5. RECENT METHODOLOGICAL DEVELOPMENTS
Recently, the risk management plans (RMPs), are introduced in the post marketing surveillance in order to identify, characterize, prevent or minimize risk relating to medicinal products, including the assessment of the effectiveness of intervention. These RMPs can provide better understanding of benefits-risks of the drug during post authorization period [54].
Transparency is important for the pharmacovigilance [55, 56]. It has been increased in the last few years. In 2005, the International Committee of Medical Journal Editors (ICMJE) initiated a policy requiring investigators to deposit information about trial design into an accepted clinical trials registry before the onset of patient enrollment [57]. Most of the countries, including Canada (http://www.hc-sc.gc.ca), the Netherlands (http://www.lareb.nl) and the UK (http://www.mhra.gov.uk), have made their databases (containing the safety data) freely available to the public. The quality of information in adverse event reports submitted by health professionals plays a key role in detecting signals of adverse events. The increased use of electronic submission increases the quality of adverse event reports [58].

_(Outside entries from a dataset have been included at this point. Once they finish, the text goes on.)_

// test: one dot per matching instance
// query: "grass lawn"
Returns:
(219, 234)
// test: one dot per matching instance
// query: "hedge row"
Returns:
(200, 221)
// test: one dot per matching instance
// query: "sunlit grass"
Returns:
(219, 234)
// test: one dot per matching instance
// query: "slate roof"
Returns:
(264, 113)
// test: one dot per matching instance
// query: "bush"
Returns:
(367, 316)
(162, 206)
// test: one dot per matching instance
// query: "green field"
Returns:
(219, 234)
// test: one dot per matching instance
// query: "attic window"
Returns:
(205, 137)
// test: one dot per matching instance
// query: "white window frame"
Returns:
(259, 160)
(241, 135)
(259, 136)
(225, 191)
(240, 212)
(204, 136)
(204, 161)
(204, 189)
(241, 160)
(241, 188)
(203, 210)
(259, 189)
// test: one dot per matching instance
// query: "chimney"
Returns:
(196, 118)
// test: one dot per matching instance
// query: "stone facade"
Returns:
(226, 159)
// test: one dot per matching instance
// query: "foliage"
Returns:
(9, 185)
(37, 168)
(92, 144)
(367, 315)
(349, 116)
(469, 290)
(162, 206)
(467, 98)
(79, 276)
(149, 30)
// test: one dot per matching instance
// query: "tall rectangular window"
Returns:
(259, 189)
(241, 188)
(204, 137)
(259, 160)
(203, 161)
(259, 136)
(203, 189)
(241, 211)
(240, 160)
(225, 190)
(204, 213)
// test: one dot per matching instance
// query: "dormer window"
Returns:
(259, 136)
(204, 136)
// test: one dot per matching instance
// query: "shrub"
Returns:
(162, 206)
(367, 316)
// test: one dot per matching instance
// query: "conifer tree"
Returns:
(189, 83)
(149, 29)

Another most important development is involvement of patients in pharmacovigilance. Now, in most of the countries, patients are allowed to report ADRs to the spontaneous reporting system [59]. The Netherlands Pharmacovigilance Centre Lab, in 2006, introduced an intensive monitoring programme using patients as a source of information. Patients can register at the LIM website, and after some period of time they receive questionnaires asking them about the adverse events. The system is totally web based; questionnaires can be sent via email. This type of automation allows a rapid collection and analysis of data.
6. FUTURE PERSPECTIVES
In order to further prove Pharmacogilance as a science, it is essential that the academia develops new methods which can strengthen the current system. Active surveillance is necessary to receive information about the safety of the drugs at an early stage. When developing new methods for active post-marketing surveillance, one has to bear in mind the importance of being able to gather information in a timely manner. Furthermore, when facing an ADR, a question that patients as well as the treating physician can ask is: How much strong is a causal relationship between the drug exposure and its outcomes? None of the main methods which are being used today in post marketing surveillance can provide a proper answer to this question. Most of the methods, results are contradictory with each other. It is therefore important to develop methods which are able to sort out these type of questions.

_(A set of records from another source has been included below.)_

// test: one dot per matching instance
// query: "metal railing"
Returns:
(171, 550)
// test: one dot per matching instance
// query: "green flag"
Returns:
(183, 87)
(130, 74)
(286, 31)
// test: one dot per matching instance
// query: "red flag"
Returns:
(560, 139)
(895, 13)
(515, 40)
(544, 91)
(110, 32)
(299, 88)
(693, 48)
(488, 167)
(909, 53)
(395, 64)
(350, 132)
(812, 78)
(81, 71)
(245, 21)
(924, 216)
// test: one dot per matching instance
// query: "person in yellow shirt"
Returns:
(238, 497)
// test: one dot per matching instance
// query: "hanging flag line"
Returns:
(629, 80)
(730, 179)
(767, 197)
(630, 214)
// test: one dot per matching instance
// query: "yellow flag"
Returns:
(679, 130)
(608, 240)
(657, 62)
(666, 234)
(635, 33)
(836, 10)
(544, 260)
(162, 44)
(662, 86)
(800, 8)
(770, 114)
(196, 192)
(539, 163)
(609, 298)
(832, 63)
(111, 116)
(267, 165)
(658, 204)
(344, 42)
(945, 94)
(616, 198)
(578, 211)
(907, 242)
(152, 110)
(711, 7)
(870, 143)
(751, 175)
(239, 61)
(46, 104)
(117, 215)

The role of patients is gradually changing. Now, the patient is highly informed about his disease and also wants to participate actively in his treatment. So, for the future Pharmacovigilance has to concentrate on this group as a major source of information. The Pharmacovigilance of tomorrow must be able to identify new safety signals without delay. If we succeed herein, the patient’s confidence in drugs will return.
CONCLUSION
The proper signal detection and their assessment is the most important aspect in pharmacovigilance. Various methods are used for the detection of signals. Signals in pharmaco-vigilance have a variety of sources. Pharmacovigilance may not rely upon one single method, but needs a strategy of complementary activities. The quality of the reports can be increased through proper training and re-training of the personnel engaged in the pharmacovigilance activity. No single causality assessment method is universally acceptable. Therefore a single universally acceptable efficient method is the demand of the time.
CONFLICT OF INTEREST
The authors confirm that this article content has no conflict of interest.
ACKNOWLEDGEMENTS
Author Anoop Kumar, gratefully acknowledges the Department of Science and Technology (DST), New Delhi, India for providing the financial assistance in the form of a DST-INSPIRE fellowship (IF 120789).